Perplexity measures how well a model predicts sample data. It is calculated by:

ppl = exp (sum of negative log likelihood / number of tokens)

Its functional version is torcheval.metrics.functional.text.perplexity.

Parameters:

ignore_index (Tensor) – if specified, the target class with ‘ignore_index’ will be ignored when calculating perplexity. The default value is None.

Examples

>>> import torch
>>> from torcheval.metrics.text import Perplexity
>>> metric=Perplexity()
>>> input = torch.tensor([[[0.3659, 0.7025, 0.3104]], [[0.0097, 0.6577, 0.1947]],[[0.5659, 0.0025, 0.0104]], [[0.9097, 0.0577, 0.7947]]])
>>> target = torch.tensor([[2],  [1], [2],  [1]])
>>> metric.update(input, target)
>>> metric.compute()
tensor(3.5257, dtype=torch.float64)
>>> metric=Perplexity(ignore_index=1)
>>> input = torch.tensor([[[0.3659, 0.7025, 0.3104]], [[0.0097, 0.6577, 0.1947]],[[0.5659, 0.0025, 0.0104]], [[0.9097, 0.0577, 0.7947]]])
>>> target = torch.tensor([[2],  [1], [2],  [1]])
>>> metric.update(input, target)
>>> metric.compute()
tensor(3.6347, dtype=torch.float64)
>>> metric1=Perplexity()
>>> input = torch.tensor([[[0.5659, 0.0025, 0.0104]], [[0.9097, 0.0577, 0.7947]]])
>>> target = torch.tensor([[2],  [1], ])
>>> metric1.update(input, target)
>>> metric1.compute()
tensor(4.5051, dtype=torch.float64)
>>> metric2=Perplexity()
>>> input = torch.tensor([[[0.3659, 0.7025, 0.3104]], [[0.0097, 0.6577, 0.1947]]])
>>> target = torch.tensor([[2],  [1]])
>>> metric2.update(input, target)
>>> metric2.compute())
tensor(2.7593, dtype=torch.float64)
>>> metric1.merge_state([metric2])
>>> metric1.compute())
tensor(3.5257, dtype=torch.float64)
__init__(ignore_index: int | None = None, device: device | None = None) None

Initialize a metric object and its internal states.

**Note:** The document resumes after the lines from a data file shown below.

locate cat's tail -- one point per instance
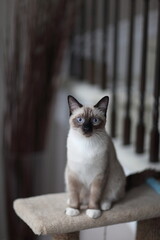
(136, 179)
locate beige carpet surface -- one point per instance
(46, 214)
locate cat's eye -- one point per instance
(80, 120)
(95, 121)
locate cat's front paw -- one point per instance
(105, 205)
(93, 213)
(72, 212)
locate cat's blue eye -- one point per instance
(95, 121)
(80, 120)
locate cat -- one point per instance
(93, 175)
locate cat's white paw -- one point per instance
(105, 205)
(72, 212)
(93, 213)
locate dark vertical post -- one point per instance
(82, 42)
(154, 138)
(93, 41)
(115, 58)
(140, 131)
(72, 55)
(127, 119)
(73, 48)
(104, 43)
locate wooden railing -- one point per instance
(113, 17)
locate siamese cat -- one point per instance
(93, 175)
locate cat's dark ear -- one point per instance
(73, 104)
(103, 104)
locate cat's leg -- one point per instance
(94, 210)
(73, 186)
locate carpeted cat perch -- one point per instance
(45, 214)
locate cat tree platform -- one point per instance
(45, 214)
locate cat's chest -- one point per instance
(87, 160)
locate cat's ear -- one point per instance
(73, 104)
(103, 104)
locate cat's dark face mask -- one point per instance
(87, 128)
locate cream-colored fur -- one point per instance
(93, 174)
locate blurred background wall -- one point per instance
(49, 49)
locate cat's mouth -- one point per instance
(87, 130)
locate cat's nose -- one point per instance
(87, 128)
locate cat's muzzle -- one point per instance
(87, 129)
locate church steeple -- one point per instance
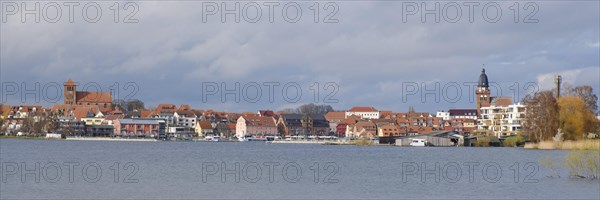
(483, 82)
(482, 92)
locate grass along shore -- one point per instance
(565, 145)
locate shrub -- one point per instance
(483, 141)
(512, 141)
(363, 142)
(583, 163)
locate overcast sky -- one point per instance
(370, 55)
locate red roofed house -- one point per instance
(255, 126)
(73, 97)
(364, 112)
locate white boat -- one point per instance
(249, 138)
(418, 143)
(212, 138)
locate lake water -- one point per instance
(188, 170)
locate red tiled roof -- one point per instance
(185, 107)
(70, 83)
(93, 97)
(363, 109)
(205, 124)
(501, 101)
(166, 107)
(253, 120)
(335, 116)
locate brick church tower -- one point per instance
(70, 91)
(482, 92)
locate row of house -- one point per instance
(94, 114)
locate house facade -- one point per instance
(363, 112)
(502, 120)
(253, 125)
(139, 127)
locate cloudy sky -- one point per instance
(367, 55)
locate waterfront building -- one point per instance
(388, 130)
(254, 125)
(142, 127)
(335, 118)
(363, 112)
(501, 120)
(298, 124)
(73, 97)
(203, 128)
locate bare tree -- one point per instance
(542, 120)
(586, 94)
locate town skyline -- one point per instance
(369, 53)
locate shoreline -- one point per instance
(111, 139)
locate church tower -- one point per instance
(70, 89)
(482, 92)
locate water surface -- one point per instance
(188, 170)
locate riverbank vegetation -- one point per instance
(566, 121)
(579, 163)
(566, 145)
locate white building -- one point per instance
(457, 114)
(363, 112)
(185, 118)
(502, 120)
(443, 114)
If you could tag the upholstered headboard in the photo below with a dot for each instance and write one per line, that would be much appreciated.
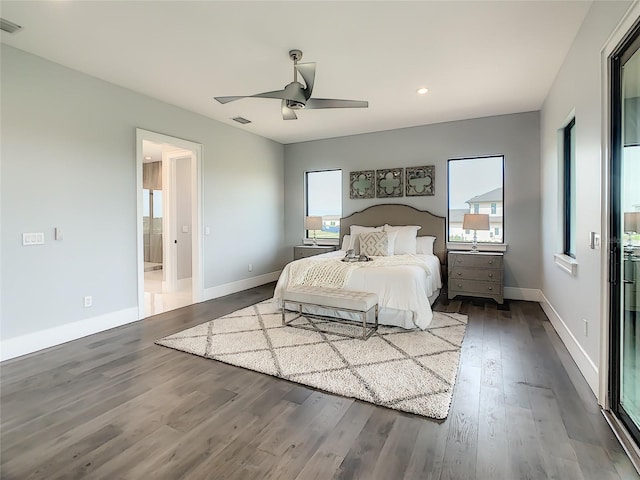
(395, 214)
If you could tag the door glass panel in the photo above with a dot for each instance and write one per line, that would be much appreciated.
(630, 221)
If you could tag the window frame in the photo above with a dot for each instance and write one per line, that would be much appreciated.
(489, 245)
(307, 238)
(569, 171)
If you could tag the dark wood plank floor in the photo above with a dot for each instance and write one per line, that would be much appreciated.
(116, 406)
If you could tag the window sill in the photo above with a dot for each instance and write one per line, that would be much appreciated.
(329, 242)
(482, 247)
(566, 263)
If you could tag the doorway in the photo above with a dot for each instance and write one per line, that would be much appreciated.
(169, 223)
(624, 245)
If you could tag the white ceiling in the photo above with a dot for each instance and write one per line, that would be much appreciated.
(477, 58)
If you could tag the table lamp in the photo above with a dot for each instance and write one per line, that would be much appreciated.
(475, 222)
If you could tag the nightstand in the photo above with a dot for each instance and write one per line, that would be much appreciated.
(476, 275)
(303, 251)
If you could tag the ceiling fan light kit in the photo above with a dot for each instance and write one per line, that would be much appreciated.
(296, 96)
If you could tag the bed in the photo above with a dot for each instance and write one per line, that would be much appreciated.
(407, 285)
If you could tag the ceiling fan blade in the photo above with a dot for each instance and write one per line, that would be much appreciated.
(293, 91)
(335, 103)
(227, 99)
(287, 113)
(308, 73)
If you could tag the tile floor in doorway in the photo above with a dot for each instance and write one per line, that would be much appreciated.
(156, 301)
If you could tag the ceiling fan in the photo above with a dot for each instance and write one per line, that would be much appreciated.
(296, 96)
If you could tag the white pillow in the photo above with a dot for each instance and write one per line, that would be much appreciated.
(406, 240)
(356, 230)
(377, 244)
(346, 241)
(424, 245)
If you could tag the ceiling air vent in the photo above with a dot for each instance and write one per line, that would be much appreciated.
(7, 26)
(241, 120)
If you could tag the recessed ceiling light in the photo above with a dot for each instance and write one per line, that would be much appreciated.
(241, 120)
(9, 27)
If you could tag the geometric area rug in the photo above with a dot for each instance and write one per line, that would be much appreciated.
(408, 370)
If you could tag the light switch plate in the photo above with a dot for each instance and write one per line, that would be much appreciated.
(33, 238)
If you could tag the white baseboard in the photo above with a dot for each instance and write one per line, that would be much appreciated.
(527, 294)
(233, 287)
(588, 369)
(32, 342)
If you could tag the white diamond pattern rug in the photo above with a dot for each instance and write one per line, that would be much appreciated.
(409, 370)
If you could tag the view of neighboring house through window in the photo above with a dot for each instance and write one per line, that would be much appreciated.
(570, 189)
(324, 199)
(476, 186)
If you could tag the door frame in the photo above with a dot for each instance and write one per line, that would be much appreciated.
(196, 209)
(619, 35)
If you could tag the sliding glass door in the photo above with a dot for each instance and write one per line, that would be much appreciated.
(625, 235)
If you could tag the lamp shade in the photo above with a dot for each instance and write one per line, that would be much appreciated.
(632, 222)
(475, 221)
(313, 223)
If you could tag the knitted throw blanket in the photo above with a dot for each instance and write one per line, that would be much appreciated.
(335, 273)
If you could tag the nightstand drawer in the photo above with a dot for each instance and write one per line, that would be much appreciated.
(476, 260)
(486, 274)
(473, 286)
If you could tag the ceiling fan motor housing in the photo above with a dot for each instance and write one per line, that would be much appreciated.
(295, 105)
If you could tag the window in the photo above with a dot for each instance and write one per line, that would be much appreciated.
(569, 192)
(324, 199)
(476, 186)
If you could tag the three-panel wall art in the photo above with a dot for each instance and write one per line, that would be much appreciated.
(393, 182)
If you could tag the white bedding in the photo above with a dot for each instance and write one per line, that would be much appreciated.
(403, 291)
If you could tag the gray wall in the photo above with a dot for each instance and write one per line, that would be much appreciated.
(517, 137)
(578, 89)
(68, 161)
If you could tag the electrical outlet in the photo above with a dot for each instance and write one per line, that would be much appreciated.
(586, 327)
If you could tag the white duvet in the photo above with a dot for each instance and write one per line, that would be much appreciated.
(403, 290)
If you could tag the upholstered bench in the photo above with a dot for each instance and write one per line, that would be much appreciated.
(333, 299)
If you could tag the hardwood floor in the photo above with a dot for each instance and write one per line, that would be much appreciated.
(116, 406)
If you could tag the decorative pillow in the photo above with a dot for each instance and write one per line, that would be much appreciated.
(424, 245)
(357, 230)
(374, 244)
(406, 240)
(346, 241)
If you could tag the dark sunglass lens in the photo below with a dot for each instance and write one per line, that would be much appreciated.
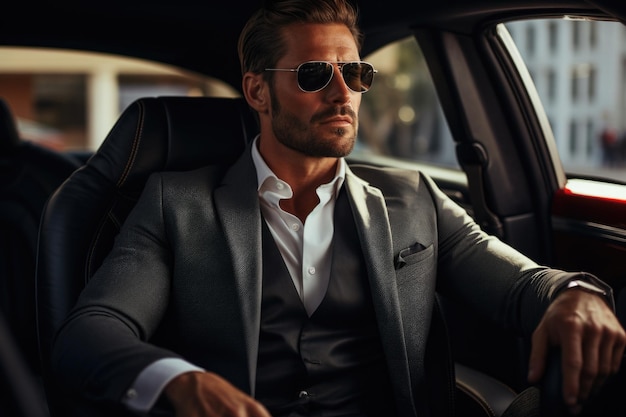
(313, 76)
(358, 76)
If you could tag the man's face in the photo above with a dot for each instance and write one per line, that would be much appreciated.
(323, 123)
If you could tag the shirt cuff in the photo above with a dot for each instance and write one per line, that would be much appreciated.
(145, 391)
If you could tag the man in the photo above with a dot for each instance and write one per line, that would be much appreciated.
(297, 285)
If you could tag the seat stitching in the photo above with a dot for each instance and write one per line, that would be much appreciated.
(135, 146)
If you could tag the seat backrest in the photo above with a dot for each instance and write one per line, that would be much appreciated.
(29, 173)
(83, 217)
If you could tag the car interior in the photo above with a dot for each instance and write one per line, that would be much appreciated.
(60, 211)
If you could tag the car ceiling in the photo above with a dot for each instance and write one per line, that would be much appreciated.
(202, 36)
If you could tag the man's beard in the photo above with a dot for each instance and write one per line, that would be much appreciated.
(296, 135)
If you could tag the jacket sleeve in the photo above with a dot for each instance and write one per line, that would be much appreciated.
(488, 275)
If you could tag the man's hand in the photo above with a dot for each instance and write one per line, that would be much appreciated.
(205, 394)
(591, 341)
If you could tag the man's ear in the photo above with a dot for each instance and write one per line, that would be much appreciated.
(255, 90)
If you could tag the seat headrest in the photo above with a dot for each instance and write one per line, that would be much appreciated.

Use self._add_state() to initialize state variables of your metric class. The state variables should be either torch.Tensor, a list of torch.Tensor, a dictionary with torch.Tensor as values, or a deque of torch.Tensor.

Methods

__init__([ignore_index, device])

Initialize a metric object and its internal states.

compute()

Calculates perplexity based on sum_log_probs and num_total.

load_state_dict(state_dict[, strict])

Loads metric state variables from state_dict.

merge_state(metrics)

Merge the metric state with its counterparts from other metric instances.

reset()

Reset the metric state variables to their default value.

state_dict()

Save metric state variables in state_dict.

to(device, *args, **kwargs)

Move tensors in metric state variables to device.

update(input, target)

Update the metric state with new inputs.

Attributes

device

The last input device of Metric.to().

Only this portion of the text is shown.